L’Ape musicale

rivista di musica, arti, cultura

 

Alì Baba e gli allievi dell’Accademia

 di Valentina Anzani

Le belle voci dell’Accademia per un’opera dimenticata di Cherubini alla Scala.

Milano, 1° settembre 2018 – Opera data per la prima volta al teatro della parigina Académie Royale de Musique del 1833, l’ultima partitura teatrale di Luigi Cherubini, Ali-Baba ou Les quarante voleurs fu poi quasi dimenticata. Fu però messa in scena nella traduzione ritmica italiana al Teatro alla Scala nel 1963 (Alì Babà e i quaranta ladroni), ed è questo stesso libretto ad essere riesumato oggi sul medesimo palcoscenico per il Progetto Accademia 2018, che per il secondo anno consecutivo – dopo Hänsel und Gretel di Humperdinck – mette nel cartellone scaligero un’opera affidata agli allievi – non solo ai solisti, ma anche al coro, all’orchestra e ai ballerini – dell’Accademia del Teatro e che si configura come un’importante opportunità di misurarsi con il palcoscenico (e il pubblico) scaligero diretti da Paolo Carignani e con la regia di Liliana Cavani.

Nelle eleganti scenografie (di Leila Fteita) e nell’ambivalenza delle fogge dei costumi (di Irene Monti) si individua la volontà della regista di individuare l’attualità in un racconto altrimenti interamente ambientato in un cronologicamente o geograficamente non meglio identificato “oriente”.
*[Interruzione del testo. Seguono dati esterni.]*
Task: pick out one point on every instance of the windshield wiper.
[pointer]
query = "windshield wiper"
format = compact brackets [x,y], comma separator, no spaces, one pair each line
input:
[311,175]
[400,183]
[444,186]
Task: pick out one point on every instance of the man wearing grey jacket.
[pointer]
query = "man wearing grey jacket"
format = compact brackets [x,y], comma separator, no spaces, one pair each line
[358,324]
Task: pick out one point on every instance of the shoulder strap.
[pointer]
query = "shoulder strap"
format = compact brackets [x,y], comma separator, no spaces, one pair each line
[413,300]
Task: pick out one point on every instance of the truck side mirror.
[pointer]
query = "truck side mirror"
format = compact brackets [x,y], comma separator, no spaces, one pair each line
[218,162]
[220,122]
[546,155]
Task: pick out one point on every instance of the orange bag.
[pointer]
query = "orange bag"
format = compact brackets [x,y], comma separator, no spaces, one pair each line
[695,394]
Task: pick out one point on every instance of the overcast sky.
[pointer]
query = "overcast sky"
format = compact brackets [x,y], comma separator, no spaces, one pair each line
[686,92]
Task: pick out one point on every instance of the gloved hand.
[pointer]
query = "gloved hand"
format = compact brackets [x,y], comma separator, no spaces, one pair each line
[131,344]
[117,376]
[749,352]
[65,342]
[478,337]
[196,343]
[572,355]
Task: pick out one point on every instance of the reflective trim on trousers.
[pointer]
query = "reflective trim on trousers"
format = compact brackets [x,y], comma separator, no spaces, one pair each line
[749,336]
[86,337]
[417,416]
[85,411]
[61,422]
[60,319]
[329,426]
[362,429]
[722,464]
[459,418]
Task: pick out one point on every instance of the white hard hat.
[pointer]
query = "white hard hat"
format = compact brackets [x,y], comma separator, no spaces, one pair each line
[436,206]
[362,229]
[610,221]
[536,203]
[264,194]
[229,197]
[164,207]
Durante l’Ouverture ci vengono presentati i personaggi in un mondo occidentale: giovani, impegnati in studi superiori o universitari, sono liberi di amarsi. Si passa poi alle atmosfere di un mondo arabo che oscilla tra quello contemporaneo e quello vago e sognato del soggetto originale, tradizionalmente associato al corpus di racconti delle Mille e una notte. Qui essi vestono costumi arabi, veli e copricapi, e la matassa della trama si dispiega tra numerosi contendenti di Delia, interessi economici e manovre politiche. L’intreccio circonvoluto risulta però dispersivo, e l’ampia gamma di registri – dal tragico al comico – che il soggetto fiabesco comporterebbe (e pur presenti nella partitura di Cherubini), emergono dall’allestimento confusi e incerti.
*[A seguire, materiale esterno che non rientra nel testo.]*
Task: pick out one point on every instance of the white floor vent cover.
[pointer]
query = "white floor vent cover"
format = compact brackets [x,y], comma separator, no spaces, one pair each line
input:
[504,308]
Numerosi sono i personaggi: il ricco mercante Alì Babà (Alexander Roslavets), la di lui figlia Delia (Francesca Manzo), il di lei innamorato ricambiato Nadir (Riccardo Della Sciucca), l’altro pretendente di Delia e capo della dogana Aboul-Hassan (Eugenio Di Lieto), i briganti Ours-Kan (Maharram Huseynov), Thamar (Gustavo Castillo), Calaf (Chuan Wang), la schiava Morgiane (Alice Quintavalla) e il servo Phaor (Ramiro Maturana).

La bravura dei cantanti non si misura nelle arie solistiche, essendovene solo due (una per Nadir nel primo atto e una per Delia nel terzo, peraltro molto ben eseguite), ma nell’intonazione di canto in stile arioso che domina la partitura, comunque fitta indubitabili difficoltà tecniche: basti pensare ai nomi dei primi interpreti, compagnia stellare tra cui si annoverava il tenore Adolphe Nourrit, che quattro anni prima di Nadir era stato il primo Arnold nel Guillaume Tell di Rossini (1829). Vocalmente nessuno delude, ed anzi si apprezza l’eccellente pronuncia del declamato, perfettamente comprensibile. Meno convincente è però il versante attoriale: i cantanti, proprio in virtù della loro giovinezza, avrebbero diritto ad essere guidati passo passo nei movimenti scenici, mentre invece appaiono abbandonati a sé stessi. Eugenio Di Lieto è l’unico a dare una vera e personale delineazione al proprio personaggio: agitatissimo e dipendente dagli ansiolitici, il gesto con cui li estrae spesso e nervosamente dalla tasca lo caratterizza per comicità. L’interpretazione degli altri genera spesso incongruenze, come quando Delia durante la sua bellissima aria del terzo atto, reclusa nella grotta dei ladroni si ritrova in mano il berretto rosso e occidentalissimo di Nadir, e lo usa come simulacro dell’amato lontano senza provare il minimo stupore per la presenza dell’oggetto in tale segreto loco, come invece verosimiglianza vorrebbe.

In definitiva l’opera però piace, e la platea gremita dimostra nei confronti dei giovani artisti un sostegno affettuoso con numerosi, scroscianti, prolungati applausi.